Tuesday, November 8, 2011

Should I Give Gag-Givers Credit?

Cartoonist Jimmy Hatlo in a
Lucky Strike ad
Dear Rich: I write and draw a web comic involving a set of recurring characters. Sometimes I run a joke I'm working on by a couple of my friends, to see if the joke comes through clear, and, if not, how could it be improved. However, now everyone I know is starting to tell me their ideas for gags. Their contributions usually consist of either (a) suggesting a basic concept (man falls off horse) or (b) suggesting a change to my fleshed out joke (farmer falls off COW, dies, etc). In both instances, I am still the one laying out the panels, structuring the joke, coming up with the dialogue, drawing and coloring it. Being friends and all, I want to show my appreciation for their help by giving them credit on the individual strip, but I am worried that by putting his/her tag alongside mine, I am giving up sole control of my copyright on that strip. Is that the case? The Dear Rich Staff is wondering about jokes in which people fall off animals. We suppose that's an interesting niche although the idea of a farmer falling off a cow and dying seems sad to us. Maybe it could be funny if it was a zombie farmer, though frankly, we're not sure about all this "funny" zombie stuff. It must be tragic to be a zombie, worse than having dementia or even worse than being trapped on BART next to a woman iPhoning her friend about wedding invitations. Wait, here's a concept for a web comic strip -- a zombie wedding planner. Or did we see that movie?
Right, you had a question.  We doubt that you would need to share copyright with someone who gives you a gag for a comic strip. We think your contributors are providing concepts that are probably unprotectible under copyright because (1) the concepts are ideas, or, (2) the concepts constitute unprotectible short phrases. As we've written before, it's tough to protect gags and jokes. What's protectible is the manner in which you express your comic strip. If, however you are collaborating with someone and going beyond the basic gag idea -- say for example, discussing what the comic panels would consist of -- then you may be expanding into co-authorship and copyright co-ownership.
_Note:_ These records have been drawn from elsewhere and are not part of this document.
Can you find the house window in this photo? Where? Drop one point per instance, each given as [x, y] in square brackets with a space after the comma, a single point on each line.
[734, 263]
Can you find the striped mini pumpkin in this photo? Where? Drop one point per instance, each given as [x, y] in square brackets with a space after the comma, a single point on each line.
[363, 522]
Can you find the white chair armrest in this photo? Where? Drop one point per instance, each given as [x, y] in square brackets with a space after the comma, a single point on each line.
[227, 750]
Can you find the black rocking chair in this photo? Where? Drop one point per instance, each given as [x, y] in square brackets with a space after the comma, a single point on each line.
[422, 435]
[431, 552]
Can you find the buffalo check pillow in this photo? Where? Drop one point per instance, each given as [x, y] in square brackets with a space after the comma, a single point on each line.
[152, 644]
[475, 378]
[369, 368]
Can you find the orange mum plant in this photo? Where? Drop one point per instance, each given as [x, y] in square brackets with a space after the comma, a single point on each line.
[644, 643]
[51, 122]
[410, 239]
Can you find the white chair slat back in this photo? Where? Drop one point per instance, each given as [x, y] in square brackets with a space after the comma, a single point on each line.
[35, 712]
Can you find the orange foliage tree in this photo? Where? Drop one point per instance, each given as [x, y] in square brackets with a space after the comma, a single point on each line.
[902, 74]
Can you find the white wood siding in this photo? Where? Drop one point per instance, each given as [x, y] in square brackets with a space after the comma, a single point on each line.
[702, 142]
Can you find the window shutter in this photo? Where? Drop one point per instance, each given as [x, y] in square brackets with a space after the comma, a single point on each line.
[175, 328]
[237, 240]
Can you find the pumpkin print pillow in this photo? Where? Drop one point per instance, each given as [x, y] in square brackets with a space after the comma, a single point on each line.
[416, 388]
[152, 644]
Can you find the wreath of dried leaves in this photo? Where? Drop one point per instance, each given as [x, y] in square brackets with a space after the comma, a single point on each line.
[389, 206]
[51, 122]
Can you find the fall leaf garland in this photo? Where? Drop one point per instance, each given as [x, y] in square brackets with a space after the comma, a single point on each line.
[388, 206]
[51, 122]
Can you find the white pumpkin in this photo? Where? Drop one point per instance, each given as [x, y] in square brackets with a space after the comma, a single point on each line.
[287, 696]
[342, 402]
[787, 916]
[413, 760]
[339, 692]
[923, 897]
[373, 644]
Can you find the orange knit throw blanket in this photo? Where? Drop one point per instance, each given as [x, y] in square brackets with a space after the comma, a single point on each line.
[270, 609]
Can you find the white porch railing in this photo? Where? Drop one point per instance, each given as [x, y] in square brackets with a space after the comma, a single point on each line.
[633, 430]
So avoid going beyond a discussion of the basic gag. If you want to feel more secure, and if you're going to solicit ideas online, provide terms and conditions in which the contributor agrees to give up rights when submitting an idea.
A tip o' the Hatlo hat ... As for providing attribution, that's up to you. It certainly worked for cartoonist Jimmy Hatlo who encouraged readers to send in ideas and then gave the contributor a "tip o' the Hatlo hat" attribution.